Refs:
Hadley Wichham - ggplot2, Elegant Graphics for Data Analysis
Winston Chang - R Graphics Cookbook
ggplot2 implements Wilkinson grammar of graphics that describes and conceptually organizes the features that underlie statistical graphics.
The most important concepts are:
The data (duh!)
Aesthetic mappings describing how the data is mapped to aesthetic atributes (eg, shape, color, horizontal and vertical position)
Geometric objects, geoms, that we see on the graphic (eg, points, lines)
Statistical mappings, stats, summarizing the data (eg, binning, counting)
Scaling mappings, scales, the map the data space into aesthetic space (eg, linear or log axis, legends, how to map colors), there should be a scale for each aesthetic
Coordinate systems, coord, a map from the data coordinates to the graph coordinates (eg, cartesian, log-log, polar)
Facets describing how to plit the data into subsets
library(ggplot2)
library(gridExtra) # for presenting plots side by side
FALSE Loading required package: grid
set.seed(101)
d <- diamonds[sample(nrow(diamonds), 100), ] # read some data for next examples
head(d)
FALSE carat cut color clarity depth table price x y z
FALSE 20077 1.00 Very Good F VVS2 60.0 62 8553 6.43 6.46 3.87
FALSE 2364 0.90 Premium J VS1 62.3 56 3175 6.23 6.19 3.87
FALSE 38279 0.21 Premium D VS2 59.1 62 386 3.89 3.86 2.29
FALSE 35474 0.39 Ideal G VVS2 61.9 56 902 4.68 4.70 2.90
FALSE 13477 1.15 Ideal I VS2 61.7 57 5534 6.72 6.74 4.15
FALSE 16184 1.10 Premium D SI1 60.7 55 6468 6.74 6.71 4.08
qplot
qplot
is ggplot2’s plot function.
plot1 <- qplot(carat, price, data = d)
plot2 <- qplot(log(carat), log(price), data = d)
plot3 <- qplot(carat, x * y * z, data = d) # x*y*z gives the volume
grid.arrange(plot1, plot2, plot3, ncol=3)
qplot
automates some aesthetics like how to assign colors and shapes to data:
plot1 <- qplot(carat, price, data = d, colour = color, size= carat)
plot2 <- qplot(carat, price, data = d, shape = cut)
grid.arrange(plot1, plot2, ncol=2)
Notice that the plots also come with a legend.
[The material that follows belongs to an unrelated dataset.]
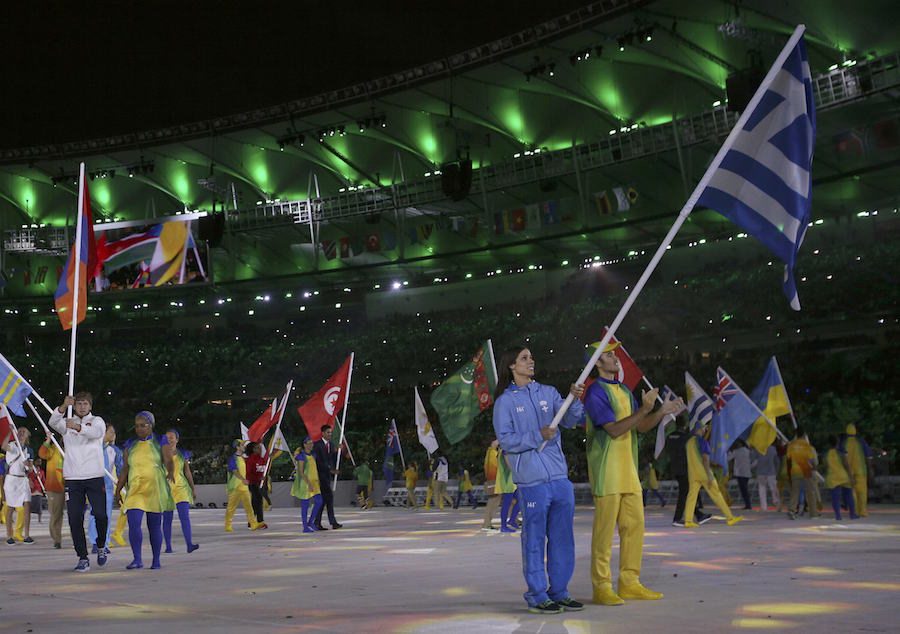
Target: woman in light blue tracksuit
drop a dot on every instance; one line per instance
(523, 410)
For each aesthetic attribute there is a scale function mapping the data values to the aesthetic values. Eg, in the left plot, the attribute D was associated with red.
qplot
accepts different types of geometric objects, geoms, which will make it produce different types of graphics. The default is geom="point"
, ie, the scatterplots we’ve seen. Other objects are possible:
plot1 <- qplot(carat, price, data = d, geom=c("point", "smooth")) # default smooth by loess regression
plot2 <- qplot(carat, price, data = d, geom=c("point", "boxplot"))
plot3 <- qplot(carat, price, data = d, geom=c("point", "line"))
grid.arrange(plot1, plot2, plot3, ncol=3)
Geoms for 1D data:
plot1 <- qplot(carat, data = d, geom="histogram") # continuous values
plot2 <- qplot(color, data = d, geom="bar") # discrete values
grid.arrange(plot1, plot2, ncol=2)
plot1 <- qplot(carat, data = d, geom="freqpoly")
plot2 <- qplot(carat, data = d, geom="density")
grid.arrange(plot1, plot2, ncol=2)
The smooth geom can be used with different regression methods:
plot1 <- qplot(carat, price, data = d, geom=c("point", "smooth"), method="lm")
plot2 <- qplot(carat, price, data = d, geom=c("point", "smooth"), method="lm", formula=y~poly(x,3)) # polynomial regression
grid.arrange(plot1, plot2, ncol=2)
library(splines) # using natural splines
plot3 <- qplot(carat, price, data = d, geom=c("point", "smooth"), method="lm", formula=y~ns(x,5))
library(MASS) # for robust regression
plot4 <- qplot(carat, price, data = d, geom=c("point", "smooth"), method="rlm")
grid.arrange(plot3, plot4, ncol=2)
Sometimes the datapoints are too many and a direct plot is unable to transmit an appropriate perspective of the data. One tool is to jitter the points (add small random noise so that many equal data points are spread around its center) and/or define an amount of opacity, ie, stating how many points there must be at area so that the graphic plots without transparency.
plot1 <- qplot(carat, price, data = diamonds)
plot2 <- qplot(carat, price, data = diamonds, alpha=I(1/50)) # 100 pts for total opacity
grid.arrange(plot1, plot2, ncol=2)